The trial of the man accused with the murder of Deniz Poyraz started on Wednesday in Izmir, Turkey, with a large group of lawyers representing the family of the victim attending the session. As hundreds, mostly from political parties and NGO representatives were admitted to the courtroom, hundreds were also denied entry.
Deniz Poyraz, a member of the pro-Kurdish People’s Democratic Party (HDP) was killed by an armed assailant at HDP’s Izmir office on 17 June, and the assailant Onur Gencer was captured red-handed right after the incident at the scene of crime with his gun.
Although there were reports on Gencer’s involvement in Turkey’s military operations in Syria as well as his own social media posts showing him posing with assault rifles and sharing notes that read ‘back from mission’, he is the only person indicted in the case.
It has been reportedly unnerving at the initial session of the trial for the audience to witness police officers guarding Onur Gencer having a warm friendly chat with him, and the accused looking into the eyes of the attendees in a display of arrogant self-confidence as he was brought into the courtroom.
The session was attended by the HDP co-chair and MP Pervin Buldan, chair of the Workers Party of Turkey and MP Erkan Baş, deputy chair of the main opposition Republican People’s Party (CHP) and MP Gülizar Biçer Karaca, with also a group of other MPs, chairs of bar associations, officials of human rights organisations, women’s rights organisations, Alevi organisations and many political parties without parliamentary representation.
As some police officers reportedly made attempts to video-record the audience in an act of intimidation, lawyers representing the victim’s families intervened and the recording was prevented.
HDP co-chair Pervin Buldan showed her reaction to the way Onur Gencer was being treated at the court by intervening when the judge calmly asked him what his educational status was.
She got up and addressed the judges, saying, “You can’t ask this question in such a calm manner, he’s a murderer.”
“This man got training at Manbij.

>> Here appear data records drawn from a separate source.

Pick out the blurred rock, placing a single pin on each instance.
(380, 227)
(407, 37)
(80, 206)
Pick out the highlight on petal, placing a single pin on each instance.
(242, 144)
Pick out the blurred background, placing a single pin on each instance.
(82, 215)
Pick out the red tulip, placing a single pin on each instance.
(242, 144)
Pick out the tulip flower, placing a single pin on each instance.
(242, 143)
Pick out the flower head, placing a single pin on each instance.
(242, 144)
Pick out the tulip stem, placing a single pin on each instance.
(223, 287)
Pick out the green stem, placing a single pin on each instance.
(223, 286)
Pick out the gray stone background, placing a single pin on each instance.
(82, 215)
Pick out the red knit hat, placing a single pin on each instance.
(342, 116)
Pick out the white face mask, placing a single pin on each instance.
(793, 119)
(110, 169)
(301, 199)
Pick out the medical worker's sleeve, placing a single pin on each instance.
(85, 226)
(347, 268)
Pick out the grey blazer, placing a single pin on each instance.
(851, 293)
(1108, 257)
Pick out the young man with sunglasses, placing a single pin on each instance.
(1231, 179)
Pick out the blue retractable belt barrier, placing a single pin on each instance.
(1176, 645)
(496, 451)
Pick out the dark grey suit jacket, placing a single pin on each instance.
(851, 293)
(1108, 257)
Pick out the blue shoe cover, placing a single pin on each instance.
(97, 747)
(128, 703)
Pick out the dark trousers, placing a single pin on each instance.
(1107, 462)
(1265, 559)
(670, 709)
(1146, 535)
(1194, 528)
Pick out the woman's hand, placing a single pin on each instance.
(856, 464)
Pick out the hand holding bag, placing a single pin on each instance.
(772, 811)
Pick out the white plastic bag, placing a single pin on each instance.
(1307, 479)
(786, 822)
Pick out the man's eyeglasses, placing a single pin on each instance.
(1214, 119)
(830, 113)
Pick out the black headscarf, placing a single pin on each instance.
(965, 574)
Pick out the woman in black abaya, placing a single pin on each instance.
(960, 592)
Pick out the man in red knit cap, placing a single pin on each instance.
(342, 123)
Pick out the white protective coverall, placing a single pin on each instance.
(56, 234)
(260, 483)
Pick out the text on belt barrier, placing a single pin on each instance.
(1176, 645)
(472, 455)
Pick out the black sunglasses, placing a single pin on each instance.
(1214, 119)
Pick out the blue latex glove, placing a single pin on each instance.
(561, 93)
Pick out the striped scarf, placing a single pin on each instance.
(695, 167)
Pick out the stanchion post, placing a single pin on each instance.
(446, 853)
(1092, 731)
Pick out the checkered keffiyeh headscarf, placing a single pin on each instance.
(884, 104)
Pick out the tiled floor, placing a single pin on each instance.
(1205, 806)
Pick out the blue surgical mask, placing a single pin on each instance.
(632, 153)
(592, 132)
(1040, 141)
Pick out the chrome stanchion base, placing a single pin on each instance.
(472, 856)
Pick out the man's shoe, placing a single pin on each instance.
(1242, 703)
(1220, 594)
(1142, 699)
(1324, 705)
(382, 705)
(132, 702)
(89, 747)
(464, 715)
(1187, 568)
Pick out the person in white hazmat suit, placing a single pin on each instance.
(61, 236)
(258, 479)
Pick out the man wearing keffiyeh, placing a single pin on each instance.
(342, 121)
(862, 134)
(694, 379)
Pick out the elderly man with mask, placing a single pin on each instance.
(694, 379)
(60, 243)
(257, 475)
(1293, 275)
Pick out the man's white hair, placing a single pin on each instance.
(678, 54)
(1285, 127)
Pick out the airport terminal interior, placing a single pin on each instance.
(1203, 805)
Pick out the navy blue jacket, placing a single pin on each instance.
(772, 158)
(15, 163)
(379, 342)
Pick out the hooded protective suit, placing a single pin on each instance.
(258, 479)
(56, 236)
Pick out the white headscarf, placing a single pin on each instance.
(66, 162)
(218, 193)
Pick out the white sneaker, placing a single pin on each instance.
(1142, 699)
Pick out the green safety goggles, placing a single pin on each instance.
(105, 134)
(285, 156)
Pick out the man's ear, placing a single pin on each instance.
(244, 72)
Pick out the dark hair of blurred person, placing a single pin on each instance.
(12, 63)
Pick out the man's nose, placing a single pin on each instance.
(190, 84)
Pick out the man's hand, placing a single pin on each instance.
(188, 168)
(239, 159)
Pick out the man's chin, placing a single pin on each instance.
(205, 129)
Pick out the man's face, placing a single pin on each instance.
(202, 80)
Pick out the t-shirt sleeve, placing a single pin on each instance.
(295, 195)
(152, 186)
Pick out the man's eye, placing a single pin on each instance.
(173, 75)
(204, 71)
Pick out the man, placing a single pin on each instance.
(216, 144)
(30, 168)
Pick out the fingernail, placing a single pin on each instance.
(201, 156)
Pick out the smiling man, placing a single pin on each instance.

This man got training from the Islamic State,” she said, referring to Gencer’s alleged service in Turkey’s military operations in North and East Syria.
During the session, as the lawyers voiced their complaints over the lack of a full inquiry into the whole investigation process starting from the very beginning, the judges interrupted by asking the lawyers ‘to be brief’.
The trial was postponed until 24 January.